Jeunes, âgés, hommes et femmes sont mélangés. Lara Fabian a su conquérir tous les publics. Il est 20 h 30. La scène est complètement plongée dans l'obscurité. Les fans terminent d'envahir la salle quand quelques bougies posées sur un piano s'allument et là le public se laisse aller à exprimer sa joie de façon assourdissante.

On s'attend à une première partie, un artiste que l'on pourrait découvrir tout comme Serge Lama lui a offert, il y a quelques années déjà, de monter pour la première fois sur la scène de Forest. Mais non, c'est immédiatement elle que l'on voit en haut des escaliers installés sur la scène.

Lara descend les marches telle une star de cinéma, et s'arrête à mi-chemin acclamée par la foule. Ce doit être un moment vraiment particulier d'être là, debout sur une scène, face à des milliers de spectateurs qui sont venus pour vous.

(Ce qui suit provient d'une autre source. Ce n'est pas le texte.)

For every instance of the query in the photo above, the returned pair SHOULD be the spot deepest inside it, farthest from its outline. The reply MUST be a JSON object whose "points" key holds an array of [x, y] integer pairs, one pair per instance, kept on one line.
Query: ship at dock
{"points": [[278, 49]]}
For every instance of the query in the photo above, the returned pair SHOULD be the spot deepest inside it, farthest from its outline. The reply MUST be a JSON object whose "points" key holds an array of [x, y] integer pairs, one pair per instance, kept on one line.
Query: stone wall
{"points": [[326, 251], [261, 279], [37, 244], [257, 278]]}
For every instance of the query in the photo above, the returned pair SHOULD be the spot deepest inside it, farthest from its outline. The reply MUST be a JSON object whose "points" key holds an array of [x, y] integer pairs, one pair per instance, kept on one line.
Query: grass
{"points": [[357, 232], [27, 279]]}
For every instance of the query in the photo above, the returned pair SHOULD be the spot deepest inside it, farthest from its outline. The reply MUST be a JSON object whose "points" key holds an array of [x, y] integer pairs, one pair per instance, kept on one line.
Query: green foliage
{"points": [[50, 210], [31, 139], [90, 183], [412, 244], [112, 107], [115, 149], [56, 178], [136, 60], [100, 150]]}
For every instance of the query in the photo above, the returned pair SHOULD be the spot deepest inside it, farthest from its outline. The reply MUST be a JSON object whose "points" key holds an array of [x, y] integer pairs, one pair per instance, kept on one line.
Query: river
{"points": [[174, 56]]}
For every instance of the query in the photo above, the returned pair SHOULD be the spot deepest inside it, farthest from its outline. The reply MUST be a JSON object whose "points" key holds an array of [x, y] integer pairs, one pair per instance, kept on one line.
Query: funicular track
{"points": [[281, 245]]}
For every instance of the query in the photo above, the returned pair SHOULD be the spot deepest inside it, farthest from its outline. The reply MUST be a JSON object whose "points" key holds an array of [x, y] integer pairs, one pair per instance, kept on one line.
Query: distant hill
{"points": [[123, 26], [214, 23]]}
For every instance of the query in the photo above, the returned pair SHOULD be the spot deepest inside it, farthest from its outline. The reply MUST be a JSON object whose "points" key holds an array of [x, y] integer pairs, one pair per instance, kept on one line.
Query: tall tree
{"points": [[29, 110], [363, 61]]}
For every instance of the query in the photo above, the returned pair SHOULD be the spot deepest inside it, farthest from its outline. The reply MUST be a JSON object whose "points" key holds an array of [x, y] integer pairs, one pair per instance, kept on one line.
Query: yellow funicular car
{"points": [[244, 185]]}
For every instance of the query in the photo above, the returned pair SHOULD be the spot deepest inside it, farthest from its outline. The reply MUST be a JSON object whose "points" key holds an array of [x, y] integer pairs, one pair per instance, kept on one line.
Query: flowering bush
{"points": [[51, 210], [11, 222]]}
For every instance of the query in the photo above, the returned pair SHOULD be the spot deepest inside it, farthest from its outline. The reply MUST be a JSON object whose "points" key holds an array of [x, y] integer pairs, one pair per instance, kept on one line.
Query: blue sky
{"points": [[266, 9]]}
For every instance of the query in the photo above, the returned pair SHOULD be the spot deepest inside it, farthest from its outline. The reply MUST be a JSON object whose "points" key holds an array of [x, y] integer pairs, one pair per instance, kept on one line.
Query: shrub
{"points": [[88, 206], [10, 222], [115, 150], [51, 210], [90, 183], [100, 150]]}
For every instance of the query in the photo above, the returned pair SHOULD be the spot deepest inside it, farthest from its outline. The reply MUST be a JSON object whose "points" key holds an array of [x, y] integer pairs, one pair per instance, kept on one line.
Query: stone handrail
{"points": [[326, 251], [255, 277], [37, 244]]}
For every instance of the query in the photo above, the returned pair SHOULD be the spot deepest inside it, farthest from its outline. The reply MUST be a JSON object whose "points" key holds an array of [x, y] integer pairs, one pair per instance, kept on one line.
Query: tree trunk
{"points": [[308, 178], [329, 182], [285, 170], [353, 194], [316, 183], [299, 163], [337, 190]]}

Et à entendre certains accents, ils devaient venir de loin. Sentir ces milliers de paires d'yeux braqués sur vous... Ce doit être bon pour l'ego tout ça.

Lara Fabian poursuit sa descente et s'installe au piano. Elle joue quelques notes avant d'entonner Immortelle. `Juste un piano et une voix, comme au début, lorsque tout a commencé´.

Lara parle au public, elle communique beaucoup, elle se laisse aller à lui dire qu'elle l'aime, qu'elle est contente de le retrouver et que `tout ce chemin parcouru, a fait qu'un jour nous sommes tombés amoureux l'un de l'autre´.

Elle présente alors ses musiciens qui arrivent sur scène et, ensemble, se lancent dans quelques morceaux issus de son premier album Tout, Hallelujah. Puis la chanteuse entame aimer déjà. La salle replonge dans le noir, les notes du début de La différence ont données et la scène s'éclaire. Lara Fabian, elle, a disparu. Soudain la salle se met à hurler et on voit la chanteuse au milieu de la salle entourée de gardes du corps bien musclés. Elle marche le long de l'arc de cercle qui caractérise la salle et se prête aux jeux des effleurements de mains moites d'émotion. Le public n'en revient pas.

Elle enchaînera ensuite, sur scène à nouveau, avec Rio et Tango. Une chose est sûre, Lara connaît par coeur les techniques de séduction. Assise à califourchon sur une chaise, dos au public, elle se laisse aller à quelques déhanchements plutôt sensuels.

Elle partagera son public avec son Rick Allison, mais juste le temps d'une chanson, puis reprendra puisque tu pars, Humana, je t'aime, silence et Adaggio qu'elle dédiera à un ami auquel elle souhaite een gelukkig verjaardag. Et oui, Lara ne se contente pas de chanter en anglais, mais parle aussi le néerlandais.

Elle chantera encore deux de ses tubes I will love again et j'y crois encore avant de quitter la salle.

Bien sûr, son public n'allait pas la laisser partir comme ça. Quelques petits coups de Lara! Lara! Lara! Lara! Et elle revient sur scène avec ses musiciens pour interpréter Immortelle, mais cette fois en version plus musicale.

Elle s'en va à nouveau et aux acclamations du public, nous revient une nouvelle fois en annonçant qu'elle va interpréter une chanson juste pour nous, parce que ce soir c'est le début de sa tournée et qu'on lui a manqué. `Je vous ai dit que je vous aimais, je vous ai chanté plein de chansons, mais je ne vous ai pas encore dit que vous m'aviez manqué´.